DQN is the classic reinforcement learning method approximating the Q-function with a neural network. The implementation uses a target network for stability and prioritized experience replay (PER) for more informative updates.

DQN Diagram

Components

  • Main Q-network: estimates \(Q_\theta(s,a)\) and selects actions
  • Target network: \(Q_{\theta^-}\) provides target values, updated less frequently
  • Replay buffer (PER): stores transitions and returns prioritized mini-batches
  • Action selection: \(\epsilon\)-greedy strategy

Theory

1) Bellman Optimality Equation

The optimal Q-function satisfies:

\[ Q^*(s,a) = \mathbb{E}\Big[r + \gamma \max_{a'} Q^*(s', a')\,\Big|\, s,a\Big] \]

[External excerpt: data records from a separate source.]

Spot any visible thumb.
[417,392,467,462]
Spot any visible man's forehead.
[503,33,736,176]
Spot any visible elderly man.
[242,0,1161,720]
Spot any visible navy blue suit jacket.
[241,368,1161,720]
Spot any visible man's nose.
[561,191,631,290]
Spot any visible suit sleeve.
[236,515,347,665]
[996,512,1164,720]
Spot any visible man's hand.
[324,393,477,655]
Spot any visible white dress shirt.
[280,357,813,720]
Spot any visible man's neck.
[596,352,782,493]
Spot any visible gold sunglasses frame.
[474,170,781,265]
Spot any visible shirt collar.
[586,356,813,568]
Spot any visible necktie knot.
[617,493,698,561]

Stochastic gradient descent on an MSE objective solves:

\[ \min_\theta \;\mathbb{E}_{(s,a,r,s')}\big[\big(y - Q_\theta(s,a)\big)^2\big],\quad \text{where } y = r + \gamma\, \max_{a'} Q_{\theta^-}(s', a') \]

2) Double DQN vs classical DQN

  • Vanilla DQN overestimates because the \(\max\) uses the same network. Double DQN decouples selection and evaluation:
\[ y = r + \gamma\, Q_{\theta^-}\Big(s', \operatorname*{argmax}\limits_{a'} Q_{\theta}(s', a')\Big) \]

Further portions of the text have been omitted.